45. Similarly, in Begum v. Amir Mahammad ('85) 7 All. 822, the decree was obtained by the creditors of the deceased against only the heirs in possession and the property was sold in execution of this decree. It was held by the Pull Bench that the sale did not affect the shares of the absentee heirs, but that such absentee was not entitled to recover from the auction purchaser possession of his share in the property without such recovery of possession being rendered contingent upon payment by him of his proportionate share of the ancestor's debt for which the decree was passed and in satisfaction whereof the sale took place. This liability was held not to depend upon any rule peculiar to the Mahomedan law, but upon the general principle of equity. Evidently in the facts and circumstances of this case Tanjina and her sons could not have claimed any such equity in their favour without rendering accounts as to the income of the estate coming to Tanjina's hands. The question is whether any equity exists in favour of the auction purchasers independent of the equity in favour of Tanjina. This is not a case where the visible state of things did in any way mislead the creditors or the auction purchasers. The plaintiffs, the left out heirs, were not absentees from the estate but were in joint possession of the property and in actual enjoyment thereof. The visible state of things was therefore clearly in their favour. If, in spite of this, any of the co-heirs succeeded in inducing any creditor to accept him or her as the sole heir and thus to transact with him or her alone, there is no reason why the left out heir should be placed in relation to such creditor or auction purchaser in a position worse than that in relation to the intermeddling heir. If the contesting defendants were innocent and were not to blame for what happened, the plaintiffs were equally innocent who were equally lulled to a sense of complete security by being allowed to remain in undisturbed enjoyment of their right in full. In these circumstances it will not be equitable to make them pay when Tanjina herself could not have claimed that equity in her favour.

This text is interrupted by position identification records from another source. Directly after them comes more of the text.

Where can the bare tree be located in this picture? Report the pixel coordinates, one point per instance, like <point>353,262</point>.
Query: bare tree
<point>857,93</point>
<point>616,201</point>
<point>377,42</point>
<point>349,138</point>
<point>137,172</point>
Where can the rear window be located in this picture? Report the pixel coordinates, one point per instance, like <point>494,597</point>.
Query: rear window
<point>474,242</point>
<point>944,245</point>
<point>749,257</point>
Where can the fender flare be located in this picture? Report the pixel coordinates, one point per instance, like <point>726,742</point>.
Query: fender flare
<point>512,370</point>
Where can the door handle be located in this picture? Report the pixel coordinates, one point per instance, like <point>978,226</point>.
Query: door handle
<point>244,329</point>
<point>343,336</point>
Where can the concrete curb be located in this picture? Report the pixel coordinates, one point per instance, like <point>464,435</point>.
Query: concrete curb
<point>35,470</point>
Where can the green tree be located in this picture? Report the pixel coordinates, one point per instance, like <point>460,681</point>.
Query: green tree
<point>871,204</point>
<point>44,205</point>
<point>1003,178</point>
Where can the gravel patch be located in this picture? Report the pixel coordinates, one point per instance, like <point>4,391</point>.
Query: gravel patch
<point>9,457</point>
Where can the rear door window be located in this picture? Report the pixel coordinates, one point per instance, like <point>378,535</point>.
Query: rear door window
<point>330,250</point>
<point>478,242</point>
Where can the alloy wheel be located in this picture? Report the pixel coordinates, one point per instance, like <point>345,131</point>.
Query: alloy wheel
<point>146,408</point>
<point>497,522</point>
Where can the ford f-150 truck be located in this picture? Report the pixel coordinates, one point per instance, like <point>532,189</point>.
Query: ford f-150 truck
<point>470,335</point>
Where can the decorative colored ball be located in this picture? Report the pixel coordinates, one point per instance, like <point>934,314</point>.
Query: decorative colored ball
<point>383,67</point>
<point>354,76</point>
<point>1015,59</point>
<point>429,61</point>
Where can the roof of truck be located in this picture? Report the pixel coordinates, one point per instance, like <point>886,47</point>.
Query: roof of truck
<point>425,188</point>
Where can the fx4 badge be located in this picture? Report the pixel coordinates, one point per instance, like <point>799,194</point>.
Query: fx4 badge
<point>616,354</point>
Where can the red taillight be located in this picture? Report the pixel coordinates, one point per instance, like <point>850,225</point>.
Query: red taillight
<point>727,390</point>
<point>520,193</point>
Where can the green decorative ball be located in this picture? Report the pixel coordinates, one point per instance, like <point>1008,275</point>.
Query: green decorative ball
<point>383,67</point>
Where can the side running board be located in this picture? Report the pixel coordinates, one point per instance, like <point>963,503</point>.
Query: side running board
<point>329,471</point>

46. F.A. No. 34 of 1939 is by defendants 17 and 18 and relate only to the question of cost. No doubt the plaintiffs' claim against these defendants failed, because these defendants were interested only in those items of property that were sold in execution of decrees made in suits in which the 'plaintiffs were also made defendants as heirs of Safiquddin. Instead of relying on this simple ground, however, these defendants in their written statements, chose to assail the plaintiff's title as heirs of Safiquddin. They denied that Khatemannessa was the legally married wife of Safiq and that plaintiffs 2 and 3 were the sons of Safiq. Admittedly this pleading raised an issue, the trial of which involved practically the whole of the costs incurred by the plaintiffs. The plaintiffs succeeded on this issue and we see no reason why the defendants who thus put the plaintiffs to this costs should not be made to pay the same. In our opinion, the learned Subordinate Judge did not commit any error in the exercise of his discretion in this respect. In the result both the appeals fail and are dismissed with costs. There will be only one hearing fee in both the appeals which we assess at thirty gold mohurs.